Great! So it seems to work well for the generated data, but how well does it work for real data?

In [32]:
nn.neuralnet(obj_stack, nn_settings=classifier[0], train = False, save_settings=False)

[array([5685, 5709, 5709, 5658, 5691, 5694, 5658, 5689, 5689, 5678, 5678,
        5662, 5698, 5689, 5658, 5662, 5658, 5662, 5662, 5662, 5713, 5662,
        5708, 5662, 5662, 5708, 5709, 5685, 5708, 5698, 5711, 5709, 5658,
        5658, 5658, 5717, 5709, 5709, 5662, 5685, 5658, 5658, 5661, 5708,
        5662, 5689, 5708, 5667, 5662, 5662, 5689, 5689, 5658, 5658, 5662,
        5662, 5689, 5689, 5708, 5678, 5678, 5691, 5689, 5685, 5658, 5662,
        5689, 5685, 5662, 5661, 5661, 5685, 5708, 5698, 5689, 5689, 5708,
        5689, 5704, 5658, 5658, 5658, 5689, 5658, 5661, 5658, 5708, 5668,
        5658, 5661, 5662, 5658, 5685, 5689, 5708, 5662, 5662, 5661, 5689,
        5706, 5717, 5662, 5704, 5663, 5662, 5662, 5662, 5654, 5662, 5694,
        5694, 5713, 5668, 5708, 5708, 5658, 5678, 5668, 5662, 5668, 5708,
        5694, 5663, 5708, 5708, 5668, 5713, 5694, 5708, 5713, 5709, 5678,
        5709, 5662, 5662, 5713, 5662, 5662, 5678, 5689, 5662, 5711, 5709,
        5662, 5662, 5708, 5668, 5713, 

Well that doesn't look good.
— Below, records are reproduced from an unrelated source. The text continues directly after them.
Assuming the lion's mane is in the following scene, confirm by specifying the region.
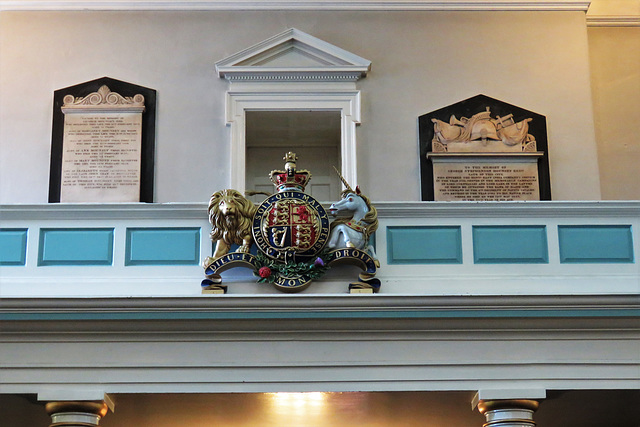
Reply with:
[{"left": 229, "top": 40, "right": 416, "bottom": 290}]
[{"left": 209, "top": 189, "right": 257, "bottom": 245}]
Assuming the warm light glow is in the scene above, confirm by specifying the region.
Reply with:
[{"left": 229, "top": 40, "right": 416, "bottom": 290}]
[{"left": 266, "top": 392, "right": 329, "bottom": 420}]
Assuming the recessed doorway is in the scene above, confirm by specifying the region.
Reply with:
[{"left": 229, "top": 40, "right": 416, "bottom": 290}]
[{"left": 245, "top": 111, "right": 342, "bottom": 202}]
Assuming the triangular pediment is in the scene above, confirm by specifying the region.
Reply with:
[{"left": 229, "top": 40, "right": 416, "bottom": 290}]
[{"left": 216, "top": 28, "right": 371, "bottom": 81}]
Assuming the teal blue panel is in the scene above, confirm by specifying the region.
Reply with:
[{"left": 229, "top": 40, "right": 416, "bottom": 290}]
[
  {"left": 125, "top": 227, "right": 200, "bottom": 265},
  {"left": 38, "top": 228, "right": 113, "bottom": 266},
  {"left": 0, "top": 228, "right": 27, "bottom": 265},
  {"left": 387, "top": 226, "right": 462, "bottom": 264},
  {"left": 558, "top": 225, "right": 634, "bottom": 263},
  {"left": 473, "top": 225, "right": 549, "bottom": 264}
]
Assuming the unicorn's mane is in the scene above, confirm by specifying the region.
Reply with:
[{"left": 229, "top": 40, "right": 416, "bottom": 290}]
[{"left": 331, "top": 189, "right": 378, "bottom": 240}]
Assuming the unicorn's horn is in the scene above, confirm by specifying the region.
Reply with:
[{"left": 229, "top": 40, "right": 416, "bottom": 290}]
[{"left": 333, "top": 166, "right": 353, "bottom": 193}]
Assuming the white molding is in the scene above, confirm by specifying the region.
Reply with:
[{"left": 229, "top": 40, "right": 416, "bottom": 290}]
[
  {"left": 215, "top": 28, "right": 371, "bottom": 191},
  {"left": 0, "top": 0, "right": 591, "bottom": 12},
  {"left": 0, "top": 200, "right": 640, "bottom": 221},
  {"left": 587, "top": 15, "right": 640, "bottom": 27},
  {"left": 226, "top": 88, "right": 360, "bottom": 191}
]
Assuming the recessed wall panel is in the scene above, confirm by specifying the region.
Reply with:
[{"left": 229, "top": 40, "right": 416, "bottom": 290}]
[
  {"left": 558, "top": 225, "right": 634, "bottom": 263},
  {"left": 473, "top": 225, "right": 549, "bottom": 264},
  {"left": 38, "top": 228, "right": 113, "bottom": 266},
  {"left": 387, "top": 226, "right": 462, "bottom": 264},
  {"left": 125, "top": 228, "right": 200, "bottom": 265}
]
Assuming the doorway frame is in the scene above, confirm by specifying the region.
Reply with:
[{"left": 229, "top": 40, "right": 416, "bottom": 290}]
[{"left": 226, "top": 87, "right": 361, "bottom": 191}]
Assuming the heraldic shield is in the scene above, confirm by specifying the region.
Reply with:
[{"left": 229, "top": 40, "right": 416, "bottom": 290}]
[{"left": 202, "top": 152, "right": 380, "bottom": 293}]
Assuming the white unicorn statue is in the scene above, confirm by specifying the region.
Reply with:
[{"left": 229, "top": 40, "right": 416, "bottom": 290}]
[{"left": 327, "top": 167, "right": 380, "bottom": 267}]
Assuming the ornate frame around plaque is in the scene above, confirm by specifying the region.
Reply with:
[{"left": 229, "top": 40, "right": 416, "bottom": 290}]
[
  {"left": 202, "top": 152, "right": 380, "bottom": 293},
  {"left": 418, "top": 95, "right": 551, "bottom": 201}
]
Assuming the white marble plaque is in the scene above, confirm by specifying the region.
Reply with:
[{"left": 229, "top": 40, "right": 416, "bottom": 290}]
[
  {"left": 430, "top": 153, "right": 541, "bottom": 201},
  {"left": 60, "top": 86, "right": 144, "bottom": 203}
]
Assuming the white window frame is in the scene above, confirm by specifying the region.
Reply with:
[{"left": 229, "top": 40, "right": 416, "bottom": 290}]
[{"left": 226, "top": 87, "right": 360, "bottom": 191}]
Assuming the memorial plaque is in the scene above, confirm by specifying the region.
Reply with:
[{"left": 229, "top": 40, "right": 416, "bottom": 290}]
[
  {"left": 49, "top": 78, "right": 155, "bottom": 203},
  {"left": 419, "top": 95, "right": 551, "bottom": 201},
  {"left": 429, "top": 154, "right": 540, "bottom": 202}
]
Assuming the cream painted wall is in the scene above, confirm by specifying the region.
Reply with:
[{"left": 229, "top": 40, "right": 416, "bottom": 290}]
[
  {"left": 589, "top": 27, "right": 640, "bottom": 200},
  {"left": 588, "top": 0, "right": 640, "bottom": 16},
  {"left": 0, "top": 11, "right": 600, "bottom": 203}
]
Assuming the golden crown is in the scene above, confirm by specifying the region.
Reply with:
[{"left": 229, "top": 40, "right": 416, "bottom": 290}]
[{"left": 269, "top": 151, "right": 311, "bottom": 193}]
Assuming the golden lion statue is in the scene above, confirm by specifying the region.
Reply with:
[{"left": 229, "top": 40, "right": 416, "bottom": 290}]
[{"left": 209, "top": 189, "right": 257, "bottom": 259}]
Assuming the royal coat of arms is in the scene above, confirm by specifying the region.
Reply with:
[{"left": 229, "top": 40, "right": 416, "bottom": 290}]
[{"left": 202, "top": 152, "right": 380, "bottom": 293}]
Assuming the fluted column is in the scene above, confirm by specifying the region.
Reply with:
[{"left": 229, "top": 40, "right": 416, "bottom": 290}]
[
  {"left": 45, "top": 401, "right": 109, "bottom": 427},
  {"left": 478, "top": 399, "right": 540, "bottom": 427}
]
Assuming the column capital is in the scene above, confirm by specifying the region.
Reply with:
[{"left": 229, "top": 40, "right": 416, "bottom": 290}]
[
  {"left": 45, "top": 400, "right": 109, "bottom": 427},
  {"left": 478, "top": 399, "right": 540, "bottom": 414}
]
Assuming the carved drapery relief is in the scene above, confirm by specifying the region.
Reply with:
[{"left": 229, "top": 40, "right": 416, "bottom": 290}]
[{"left": 431, "top": 107, "right": 537, "bottom": 152}]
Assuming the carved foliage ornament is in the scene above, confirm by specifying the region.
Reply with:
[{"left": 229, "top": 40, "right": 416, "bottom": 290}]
[
  {"left": 62, "top": 85, "right": 144, "bottom": 108},
  {"left": 202, "top": 152, "right": 380, "bottom": 293},
  {"left": 431, "top": 107, "right": 536, "bottom": 152}
]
Obviously the trained neural network will output results similar to the training dataset, our training figures only had images with pixels between 5600 and 5800 pixels. In future work, we will need to make image data a lot more robust in order to produce better results. There are also other solutions which are detailed extensively in the .py file 

That concludes the neural network demo, there still needs to be a lot of work to be done, but the neural network itself seems to work very well.